The RD650 servers and their warm water-cooling system will be the foundation of the next-generation SuperMUC-NG supercomputer at the Leibniz Supercomputing Center (LRZ) in Germany. The 6,500-node system will be powered by Intel’s Xeon “Skylake” Scalable Processors and tied together with the chip maker’s Omni-Path fabric, and will come with a peak performance of 26.7 petaflops, which would be enough to put it in the number-three slot on the Top500 list released in November 2017. It will be the third generation of the SuperMUC supercomputer, with previous iterations also running servers from Lenovo and IBM. Lenovo bought IBM’s x86 server business in 2014 for $2.1 billion, a move that instantly catapulted Lenovo into the top echelon of the world’s top system makers. In the last quarter of 2017, Lenovo saw revenue for its datacenter business jump 16.7 percent, to $1.2 billion, its highest quarter in two years.
As we reported in the The Next Platform, there were initial concerns in the HPC space after IBM sold its System x business that Lenovo would not be able to compete in the space and keep ahold of IBM’s place in HPC, a message no doubt amplified by competitors like Hewlett Packard Enterprise and Dell. However, the growth of the HPC market in general and Lenovo’s experience with hyperscalers and low-cost structures enabled the vendor to expand its HPC business.
The SuperMUC-NG was announced in December 2017, with Lenovo and Intel touting the power efficiency of the cluster. Lenovo engineers worked with Intel to develop a motherboard that was cooled by water flowing through inlets and that is run over the various components and then taken out of the system. The water exiting the system is warm enough to be used to heat campus buildings, according to Lenovo.
LRZ has used previous generations of the vendor’s warm water cooling servers, according to Lenovo. The SuperMUC-NG, which is expected to go online this year, will be used to run workloads in astrophysics, fluid dynamics, geophysics and life sciences. The system will be housed in a highly-dense rack of 72 servers that will consume 43 kilowatts. The research center’s current cluster delivers 6.8 petaflops of performance.

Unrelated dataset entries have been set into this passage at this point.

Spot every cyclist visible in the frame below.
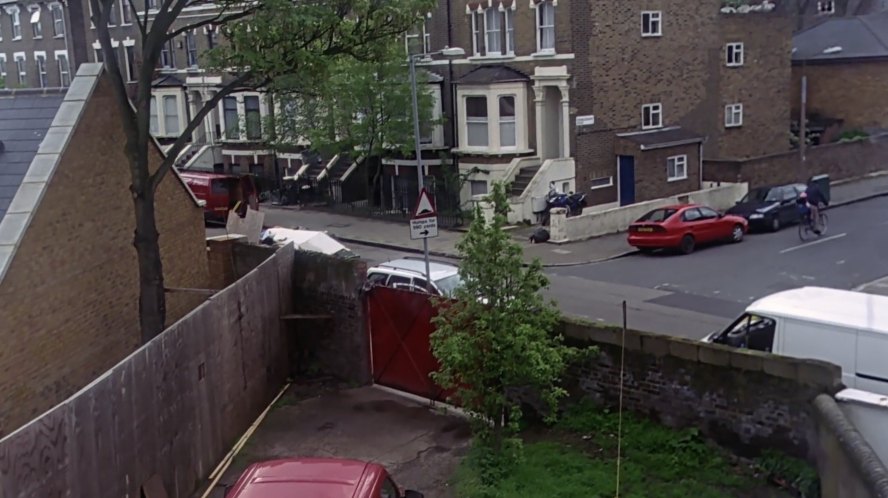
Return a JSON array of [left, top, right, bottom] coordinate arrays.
[[796, 182, 827, 235]]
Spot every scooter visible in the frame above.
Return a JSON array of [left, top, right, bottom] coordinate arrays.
[[541, 185, 586, 225]]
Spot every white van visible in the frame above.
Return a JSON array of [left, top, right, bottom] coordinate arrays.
[[704, 286, 888, 395]]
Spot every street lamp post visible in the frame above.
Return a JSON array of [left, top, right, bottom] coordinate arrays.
[[408, 46, 464, 290]]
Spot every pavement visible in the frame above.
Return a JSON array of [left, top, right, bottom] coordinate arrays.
[[247, 172, 888, 267], [207, 383, 470, 498]]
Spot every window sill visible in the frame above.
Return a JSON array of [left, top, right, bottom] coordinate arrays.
[[468, 54, 516, 62], [531, 50, 556, 58], [725, 124, 743, 129], [12, 37, 22, 41], [452, 147, 533, 156], [32, 36, 43, 40], [726, 63, 744, 68], [641, 125, 664, 131], [667, 176, 689, 183], [641, 33, 663, 38], [589, 180, 614, 190], [53, 35, 64, 39]]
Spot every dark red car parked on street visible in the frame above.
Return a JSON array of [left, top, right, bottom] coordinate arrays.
[[627, 204, 748, 254]]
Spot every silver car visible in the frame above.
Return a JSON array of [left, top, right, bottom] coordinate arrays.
[[366, 258, 462, 297]]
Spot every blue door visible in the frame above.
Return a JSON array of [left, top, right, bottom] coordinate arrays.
[[618, 155, 636, 206]]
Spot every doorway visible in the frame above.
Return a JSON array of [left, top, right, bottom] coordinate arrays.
[[618, 155, 636, 206]]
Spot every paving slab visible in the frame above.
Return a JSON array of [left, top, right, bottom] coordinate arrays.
[[210, 384, 471, 498]]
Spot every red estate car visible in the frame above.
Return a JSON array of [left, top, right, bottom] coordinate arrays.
[[225, 458, 423, 498], [627, 204, 748, 254]]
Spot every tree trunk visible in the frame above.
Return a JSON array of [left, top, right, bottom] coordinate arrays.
[[132, 186, 166, 343]]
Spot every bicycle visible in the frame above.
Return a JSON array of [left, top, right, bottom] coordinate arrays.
[[798, 204, 828, 242]]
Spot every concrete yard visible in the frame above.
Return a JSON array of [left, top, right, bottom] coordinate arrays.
[[205, 383, 471, 498]]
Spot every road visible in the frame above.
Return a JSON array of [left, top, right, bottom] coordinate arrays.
[[209, 196, 888, 340]]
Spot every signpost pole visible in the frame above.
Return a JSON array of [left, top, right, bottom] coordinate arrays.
[[409, 53, 432, 290]]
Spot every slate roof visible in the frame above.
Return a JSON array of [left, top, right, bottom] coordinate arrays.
[[0, 90, 66, 222], [456, 65, 529, 85], [793, 11, 888, 61], [616, 126, 706, 151]]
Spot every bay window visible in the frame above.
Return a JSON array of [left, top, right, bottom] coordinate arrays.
[[148, 91, 183, 137], [223, 96, 239, 139], [458, 83, 529, 152], [245, 95, 262, 140], [163, 95, 180, 135]]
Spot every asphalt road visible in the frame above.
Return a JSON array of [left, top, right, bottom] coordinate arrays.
[[207, 197, 888, 340]]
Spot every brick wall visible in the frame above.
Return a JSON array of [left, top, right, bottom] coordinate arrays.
[[0, 75, 209, 435], [792, 61, 888, 130], [291, 252, 370, 384], [704, 132, 888, 187], [615, 140, 702, 202], [559, 319, 842, 459]]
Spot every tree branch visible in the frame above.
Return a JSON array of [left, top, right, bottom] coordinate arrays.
[[150, 72, 260, 191], [125, 0, 147, 38], [165, 5, 256, 40]]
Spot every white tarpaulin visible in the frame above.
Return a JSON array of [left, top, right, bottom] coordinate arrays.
[[260, 227, 356, 258]]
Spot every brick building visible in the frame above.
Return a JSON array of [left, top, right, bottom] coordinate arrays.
[[0, 63, 209, 434], [791, 11, 888, 132], [408, 0, 793, 215], [787, 0, 887, 31]]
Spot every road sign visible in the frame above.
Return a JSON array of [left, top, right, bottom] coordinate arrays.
[[413, 188, 437, 219], [410, 216, 439, 240]]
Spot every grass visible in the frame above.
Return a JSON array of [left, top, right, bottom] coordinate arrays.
[[455, 402, 806, 498]]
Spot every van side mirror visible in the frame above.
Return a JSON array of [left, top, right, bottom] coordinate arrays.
[[404, 491, 425, 498]]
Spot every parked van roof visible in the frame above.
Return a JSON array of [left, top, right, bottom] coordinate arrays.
[[748, 287, 888, 335]]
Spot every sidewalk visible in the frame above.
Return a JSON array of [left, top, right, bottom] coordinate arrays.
[[258, 172, 888, 267], [260, 207, 635, 266]]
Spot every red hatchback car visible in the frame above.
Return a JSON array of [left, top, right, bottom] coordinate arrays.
[[627, 204, 748, 254], [225, 458, 423, 498]]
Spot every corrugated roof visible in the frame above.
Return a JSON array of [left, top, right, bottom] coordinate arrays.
[[0, 90, 66, 223], [456, 65, 529, 85], [793, 11, 888, 61]]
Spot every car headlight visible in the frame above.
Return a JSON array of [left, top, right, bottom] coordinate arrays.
[[749, 213, 764, 219]]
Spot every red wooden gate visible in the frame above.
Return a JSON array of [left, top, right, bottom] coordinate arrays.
[[367, 286, 445, 401]]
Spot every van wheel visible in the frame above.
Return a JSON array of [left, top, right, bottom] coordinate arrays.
[[680, 235, 695, 255]]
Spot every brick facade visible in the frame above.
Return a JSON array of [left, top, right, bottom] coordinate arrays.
[[791, 60, 888, 130], [0, 74, 209, 435], [615, 139, 702, 203]]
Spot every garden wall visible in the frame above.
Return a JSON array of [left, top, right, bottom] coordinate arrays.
[[704, 132, 888, 188]]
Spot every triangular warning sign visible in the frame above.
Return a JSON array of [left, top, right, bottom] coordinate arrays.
[[413, 188, 437, 219]]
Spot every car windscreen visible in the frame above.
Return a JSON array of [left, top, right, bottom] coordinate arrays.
[[637, 208, 677, 223], [435, 274, 463, 297], [741, 187, 779, 203]]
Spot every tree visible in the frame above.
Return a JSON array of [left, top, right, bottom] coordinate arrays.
[[271, 37, 437, 205], [89, 0, 433, 342], [430, 182, 576, 473]]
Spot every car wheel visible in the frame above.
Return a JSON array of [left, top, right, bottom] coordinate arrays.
[[731, 224, 745, 243], [770, 217, 781, 232], [679, 235, 695, 255]]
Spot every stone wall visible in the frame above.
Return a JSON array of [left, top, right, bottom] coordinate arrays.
[[291, 252, 370, 384], [560, 319, 842, 459], [704, 132, 888, 188]]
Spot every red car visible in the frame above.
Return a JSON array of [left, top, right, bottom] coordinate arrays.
[[225, 457, 423, 498], [627, 204, 748, 254]]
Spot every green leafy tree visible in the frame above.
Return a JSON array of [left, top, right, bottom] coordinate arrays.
[[90, 0, 432, 341], [430, 182, 576, 474], [271, 37, 437, 204]]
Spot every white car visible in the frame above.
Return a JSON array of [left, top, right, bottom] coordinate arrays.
[[366, 258, 462, 297]]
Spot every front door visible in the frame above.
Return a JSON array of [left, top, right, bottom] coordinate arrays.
[[618, 155, 636, 206]]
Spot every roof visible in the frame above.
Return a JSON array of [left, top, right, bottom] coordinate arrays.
[[616, 126, 706, 151], [227, 458, 383, 498], [375, 258, 459, 281], [152, 73, 186, 87], [457, 65, 529, 85], [793, 11, 888, 62], [747, 287, 888, 335], [0, 90, 66, 223]]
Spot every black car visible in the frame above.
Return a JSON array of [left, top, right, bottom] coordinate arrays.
[[726, 183, 807, 232]]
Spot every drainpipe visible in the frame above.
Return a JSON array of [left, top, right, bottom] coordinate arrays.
[[698, 141, 704, 190], [445, 0, 460, 206]]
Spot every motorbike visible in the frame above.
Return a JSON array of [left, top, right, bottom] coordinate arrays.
[[541, 186, 586, 225]]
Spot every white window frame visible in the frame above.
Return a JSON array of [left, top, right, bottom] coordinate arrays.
[[0, 55, 7, 84], [498, 94, 517, 149], [29, 5, 42, 39], [817, 0, 835, 14], [420, 84, 444, 148], [726, 42, 744, 67], [589, 175, 614, 190], [535, 1, 556, 54], [470, 6, 517, 58], [50, 3, 64, 37], [150, 89, 186, 137], [55, 50, 69, 87], [219, 91, 269, 142], [641, 11, 662, 37], [404, 16, 430, 56], [13, 52, 26, 86], [10, 8, 22, 40], [725, 103, 743, 128], [123, 40, 136, 82], [119, 0, 132, 24], [484, 8, 502, 56], [667, 155, 688, 182], [504, 9, 515, 55], [641, 103, 663, 130], [456, 82, 529, 153], [160, 39, 175, 68], [185, 30, 198, 67], [35, 51, 47, 87]]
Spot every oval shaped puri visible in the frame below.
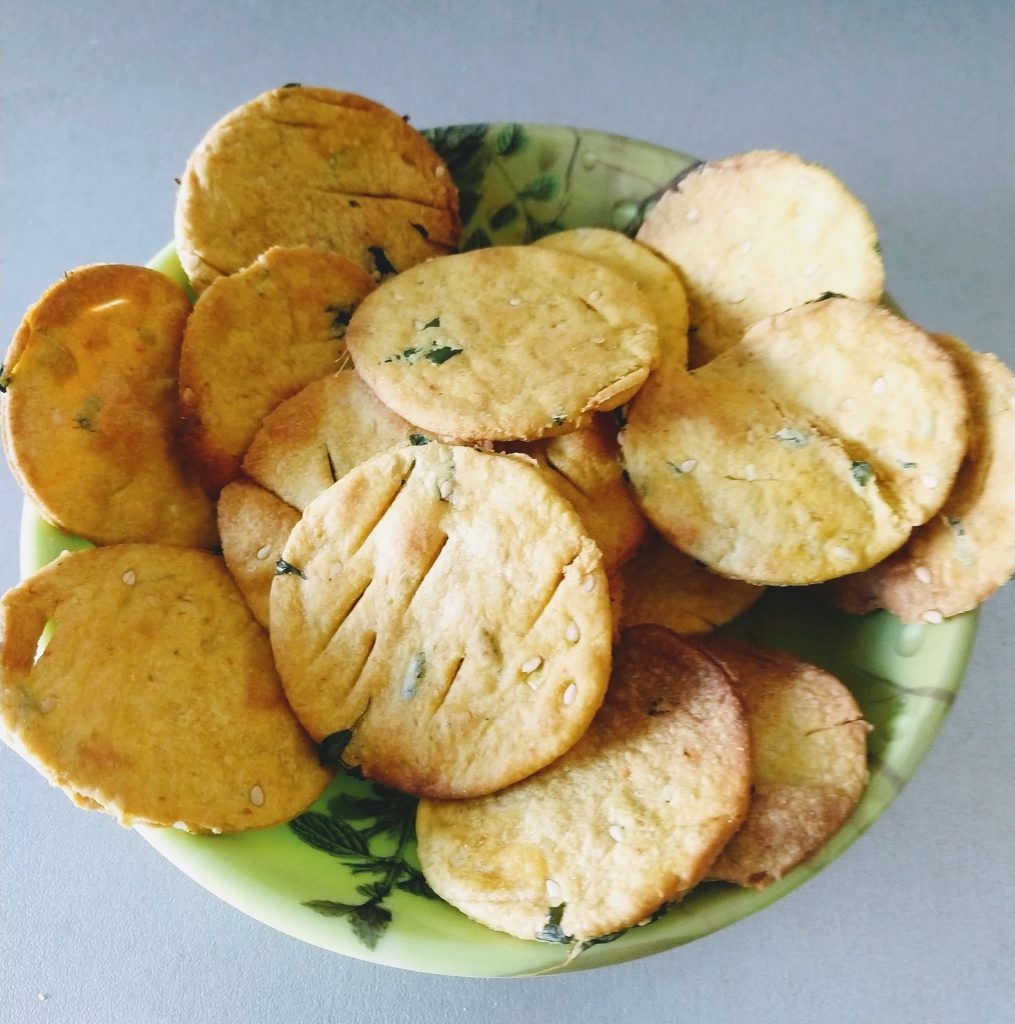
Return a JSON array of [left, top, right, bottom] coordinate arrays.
[[619, 367, 907, 585], [345, 246, 659, 442], [269, 441, 613, 798], [415, 625, 752, 942], [636, 149, 884, 366], [0, 544, 331, 832], [174, 86, 461, 294], [1, 264, 216, 547], [698, 638, 870, 890], [178, 246, 376, 494]]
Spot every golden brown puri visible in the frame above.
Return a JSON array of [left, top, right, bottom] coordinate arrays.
[[269, 442, 612, 799], [178, 245, 376, 495], [1, 264, 216, 547], [698, 637, 869, 889], [174, 85, 460, 293], [0, 544, 331, 832], [619, 529, 764, 634], [345, 246, 659, 442], [504, 416, 647, 573], [416, 625, 751, 942], [242, 369, 417, 512], [217, 478, 300, 629]]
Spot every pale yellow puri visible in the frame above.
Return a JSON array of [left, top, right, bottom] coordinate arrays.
[[824, 334, 1015, 623], [504, 416, 647, 573], [0, 264, 217, 548], [620, 530, 765, 634], [0, 545, 331, 833], [619, 365, 907, 586], [535, 227, 689, 369], [179, 245, 376, 494], [698, 637, 870, 889], [174, 85, 460, 294], [637, 150, 884, 366], [269, 441, 613, 798], [415, 625, 752, 943], [217, 478, 300, 629], [242, 369, 417, 512], [723, 297, 969, 526], [345, 246, 659, 442]]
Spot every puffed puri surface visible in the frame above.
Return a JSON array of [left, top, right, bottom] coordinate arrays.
[[0, 544, 331, 833], [269, 441, 614, 799], [415, 625, 752, 942]]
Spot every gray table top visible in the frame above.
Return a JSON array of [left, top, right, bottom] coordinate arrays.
[[1, 2, 1012, 1022]]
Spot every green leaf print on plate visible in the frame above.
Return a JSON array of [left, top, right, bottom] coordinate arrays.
[[20, 124, 976, 976]]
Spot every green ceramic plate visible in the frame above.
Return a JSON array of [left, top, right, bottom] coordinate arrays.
[[20, 123, 976, 977]]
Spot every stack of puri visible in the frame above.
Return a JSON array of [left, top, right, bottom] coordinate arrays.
[[1, 86, 1012, 946]]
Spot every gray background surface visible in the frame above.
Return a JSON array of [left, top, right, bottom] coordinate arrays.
[[1, 2, 1012, 1022]]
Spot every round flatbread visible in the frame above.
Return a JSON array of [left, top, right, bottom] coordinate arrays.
[[620, 366, 906, 585], [637, 150, 884, 365], [0, 264, 216, 547], [242, 369, 417, 511], [179, 246, 376, 494], [174, 85, 460, 293], [824, 334, 1015, 622], [0, 545, 330, 832], [535, 227, 689, 369], [218, 478, 300, 628], [415, 625, 752, 942], [505, 417, 647, 572], [620, 530, 764, 634], [345, 246, 659, 441], [270, 441, 612, 798], [724, 298, 969, 525], [698, 638, 870, 889], [620, 298, 968, 585]]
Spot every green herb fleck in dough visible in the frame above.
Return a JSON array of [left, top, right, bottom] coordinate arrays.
[[424, 344, 462, 365], [281, 82, 302, 88], [851, 460, 874, 487], [422, 316, 441, 330], [368, 246, 398, 278], [401, 652, 426, 699], [551, 411, 566, 427], [873, 239, 883, 255], [408, 434, 431, 446], [899, 459, 918, 470], [73, 395, 102, 431], [275, 558, 308, 579], [535, 904, 571, 944], [0, 364, 11, 393]]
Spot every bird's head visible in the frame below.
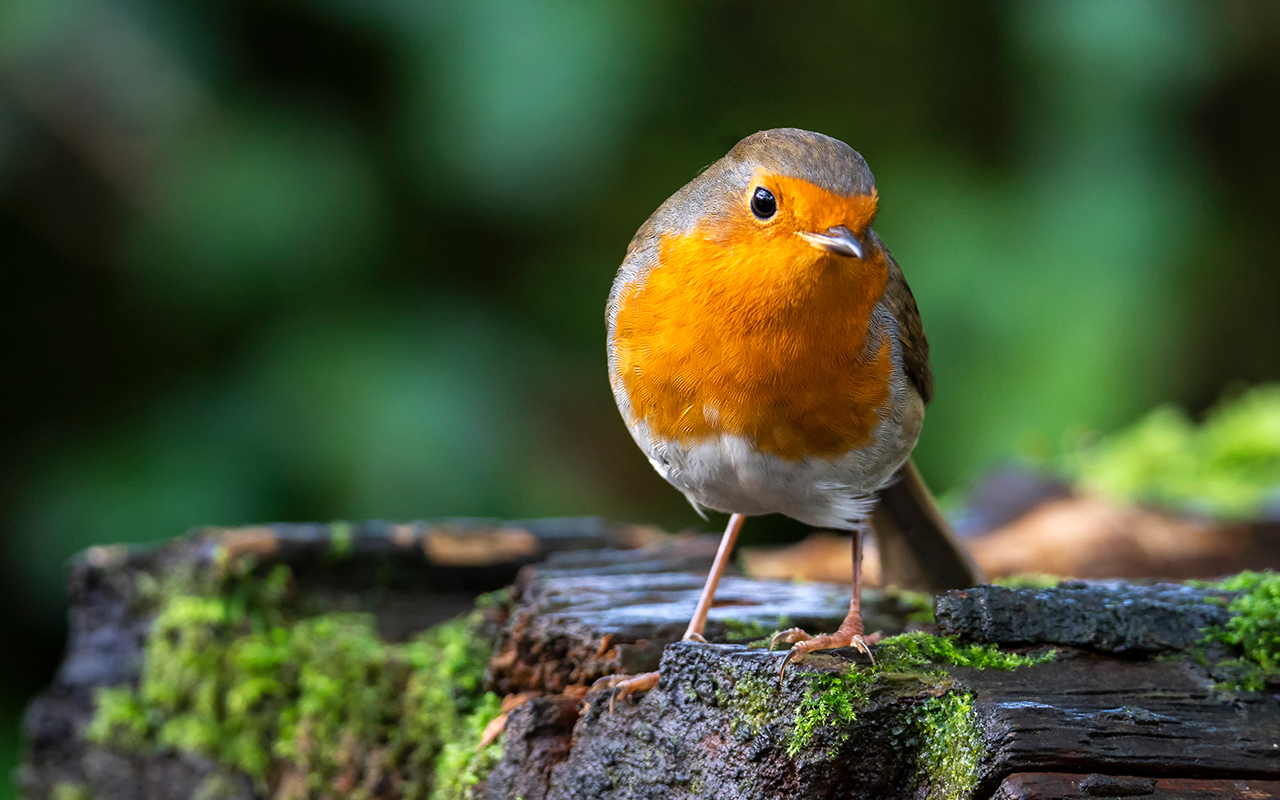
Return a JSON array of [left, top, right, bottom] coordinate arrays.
[[651, 128, 884, 287]]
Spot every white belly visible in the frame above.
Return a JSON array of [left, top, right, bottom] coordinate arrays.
[[622, 376, 924, 531]]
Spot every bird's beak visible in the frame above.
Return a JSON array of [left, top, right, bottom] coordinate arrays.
[[798, 225, 863, 259]]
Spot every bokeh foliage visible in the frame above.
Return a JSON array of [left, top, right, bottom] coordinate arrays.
[[1068, 384, 1280, 519], [2, 1, 1279, 796]]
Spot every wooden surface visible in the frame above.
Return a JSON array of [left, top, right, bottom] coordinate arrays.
[[20, 518, 660, 800], [994, 773, 1280, 799], [19, 517, 1280, 800], [488, 560, 1280, 800], [487, 539, 928, 696]]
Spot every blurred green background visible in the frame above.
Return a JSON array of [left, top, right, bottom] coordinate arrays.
[[2, 0, 1279, 793]]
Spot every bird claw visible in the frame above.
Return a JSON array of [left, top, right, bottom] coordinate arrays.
[[768, 627, 811, 651], [774, 630, 878, 680], [585, 631, 705, 713], [476, 712, 509, 749], [590, 671, 660, 712]]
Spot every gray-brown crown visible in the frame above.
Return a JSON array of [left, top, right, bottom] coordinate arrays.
[[726, 128, 876, 197]]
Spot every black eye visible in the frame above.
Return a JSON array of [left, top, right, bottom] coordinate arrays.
[[750, 186, 777, 219]]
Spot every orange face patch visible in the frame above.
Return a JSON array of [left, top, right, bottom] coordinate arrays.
[[612, 175, 893, 461]]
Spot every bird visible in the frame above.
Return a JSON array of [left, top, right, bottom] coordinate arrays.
[[598, 128, 983, 705]]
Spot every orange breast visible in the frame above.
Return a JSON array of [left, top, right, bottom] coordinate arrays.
[[612, 196, 893, 462]]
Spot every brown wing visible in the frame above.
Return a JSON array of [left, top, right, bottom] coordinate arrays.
[[876, 240, 933, 404], [872, 461, 985, 590]]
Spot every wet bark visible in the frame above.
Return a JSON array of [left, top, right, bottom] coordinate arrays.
[[19, 518, 1280, 800], [488, 565, 1279, 800]]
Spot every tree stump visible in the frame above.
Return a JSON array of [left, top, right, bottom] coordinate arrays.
[[19, 519, 1280, 800]]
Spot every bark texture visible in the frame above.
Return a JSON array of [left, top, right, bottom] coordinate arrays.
[[19, 518, 1280, 800]]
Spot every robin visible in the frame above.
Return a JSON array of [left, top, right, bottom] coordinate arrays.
[[600, 128, 983, 704]]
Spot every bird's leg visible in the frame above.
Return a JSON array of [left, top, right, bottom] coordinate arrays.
[[771, 529, 875, 679], [592, 513, 746, 710], [682, 512, 745, 642]]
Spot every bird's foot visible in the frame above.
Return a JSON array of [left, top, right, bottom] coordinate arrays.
[[590, 671, 660, 712], [588, 631, 708, 711], [770, 627, 881, 679]]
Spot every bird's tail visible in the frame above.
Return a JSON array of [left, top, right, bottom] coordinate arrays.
[[870, 460, 985, 592]]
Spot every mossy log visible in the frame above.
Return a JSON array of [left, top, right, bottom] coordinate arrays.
[[993, 773, 1280, 799], [489, 565, 1279, 800], [487, 546, 930, 697], [20, 519, 662, 800], [20, 519, 1280, 800]]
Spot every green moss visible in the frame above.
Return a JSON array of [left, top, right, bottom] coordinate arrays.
[[86, 564, 496, 800], [473, 588, 511, 611], [786, 668, 873, 757], [889, 588, 936, 625], [726, 675, 775, 737], [786, 632, 1049, 761], [742, 631, 786, 650], [722, 616, 792, 646], [85, 687, 149, 748], [192, 773, 245, 800], [329, 521, 353, 558], [429, 692, 505, 800], [723, 619, 770, 642], [1065, 383, 1280, 519], [876, 632, 1056, 672], [993, 573, 1063, 590], [50, 782, 90, 800], [1200, 570, 1280, 691], [911, 693, 981, 800]]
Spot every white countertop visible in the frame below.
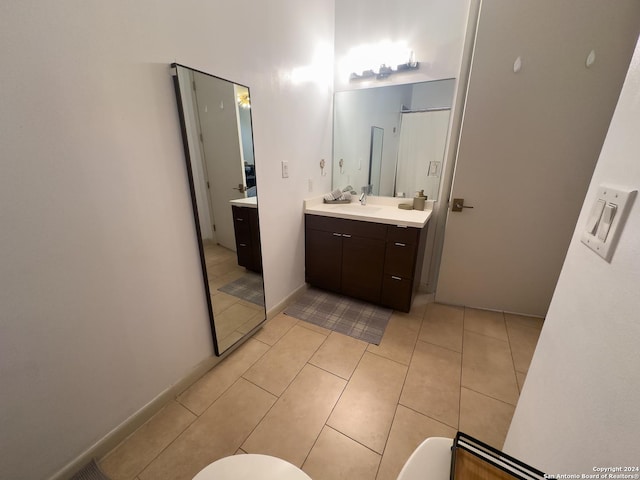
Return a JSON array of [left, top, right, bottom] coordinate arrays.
[[229, 196, 258, 208], [304, 195, 432, 228]]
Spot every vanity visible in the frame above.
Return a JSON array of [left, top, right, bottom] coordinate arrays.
[[304, 197, 431, 312], [230, 197, 262, 273]]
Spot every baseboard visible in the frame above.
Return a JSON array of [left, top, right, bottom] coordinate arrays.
[[266, 282, 308, 320], [48, 354, 221, 480]]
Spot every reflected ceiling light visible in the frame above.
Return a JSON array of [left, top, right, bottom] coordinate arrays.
[[237, 91, 251, 109]]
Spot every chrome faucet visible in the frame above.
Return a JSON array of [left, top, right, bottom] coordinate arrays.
[[359, 184, 372, 205]]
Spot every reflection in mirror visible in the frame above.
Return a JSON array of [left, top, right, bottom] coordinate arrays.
[[172, 64, 266, 356], [333, 79, 454, 200], [369, 127, 384, 195]]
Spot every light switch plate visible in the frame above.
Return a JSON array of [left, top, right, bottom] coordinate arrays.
[[581, 185, 637, 262]]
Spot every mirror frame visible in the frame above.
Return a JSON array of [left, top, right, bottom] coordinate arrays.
[[171, 63, 266, 356]]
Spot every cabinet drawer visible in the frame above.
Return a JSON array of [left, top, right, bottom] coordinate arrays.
[[306, 214, 386, 239], [380, 274, 413, 312], [384, 241, 417, 277], [386, 225, 420, 244]]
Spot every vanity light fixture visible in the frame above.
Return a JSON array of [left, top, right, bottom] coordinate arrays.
[[350, 60, 419, 82], [350, 49, 419, 82]]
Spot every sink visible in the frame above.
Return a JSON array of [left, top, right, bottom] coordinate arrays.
[[331, 204, 382, 214]]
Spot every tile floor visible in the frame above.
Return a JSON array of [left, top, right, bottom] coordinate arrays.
[[202, 242, 265, 352], [99, 295, 543, 480]]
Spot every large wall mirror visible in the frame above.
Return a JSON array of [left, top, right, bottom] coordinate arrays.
[[172, 63, 266, 356], [332, 78, 455, 199]]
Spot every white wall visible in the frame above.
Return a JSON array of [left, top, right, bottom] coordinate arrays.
[[505, 36, 640, 470], [0, 1, 334, 479]]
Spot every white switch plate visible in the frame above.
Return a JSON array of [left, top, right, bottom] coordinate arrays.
[[281, 161, 289, 178], [428, 161, 441, 177], [581, 185, 637, 262]]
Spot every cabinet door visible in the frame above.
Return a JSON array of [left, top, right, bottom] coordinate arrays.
[[341, 235, 385, 304], [232, 206, 253, 269], [305, 229, 343, 293]]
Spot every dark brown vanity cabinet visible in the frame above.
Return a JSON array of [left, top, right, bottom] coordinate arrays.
[[305, 214, 427, 312], [232, 205, 262, 273]]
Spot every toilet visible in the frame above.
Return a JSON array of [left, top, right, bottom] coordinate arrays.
[[193, 437, 452, 480], [396, 437, 453, 480], [192, 454, 311, 480]]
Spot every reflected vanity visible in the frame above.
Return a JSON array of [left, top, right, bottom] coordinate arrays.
[[171, 64, 266, 356], [332, 78, 455, 199]]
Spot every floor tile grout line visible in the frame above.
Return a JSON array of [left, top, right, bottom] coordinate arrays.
[[323, 424, 386, 458], [267, 332, 355, 470], [414, 337, 463, 354], [234, 381, 280, 455], [314, 339, 397, 466], [461, 385, 519, 408], [239, 330, 330, 456], [373, 403, 402, 480], [320, 341, 368, 428], [363, 311, 424, 476], [504, 317, 523, 394], [307, 339, 368, 382], [177, 337, 274, 416], [131, 402, 202, 480], [395, 402, 460, 431]]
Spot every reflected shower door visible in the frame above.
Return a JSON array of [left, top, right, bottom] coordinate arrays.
[[395, 109, 450, 199]]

A single NeXtScale n1200 Enclosure can hold up to 12 SD650 compute notes and up to 24 processors, 9.2TB of memory, and 24 SFF solid-state drives (SSDs) or 12 SFF NVM-Express drives, and 24 M.2 boot drives. According to Lenovo, because of the efficiency delivered by the warm water-cooling system, the Intel CPUs can run nonstop in “turbo” mode, which means a 10 percent increase in chip performance. The system also leverages Lenovo’s Energy Aware Run-Time software that is designed to optimize power use when the workloads are running. The RD650s run the Red Hat, SUSE and CentOS Linux distributions, can run InfiniBand or Omni-Path and come in a 1U full-tray form factor, with two Intel chips per node and two nodes per tray.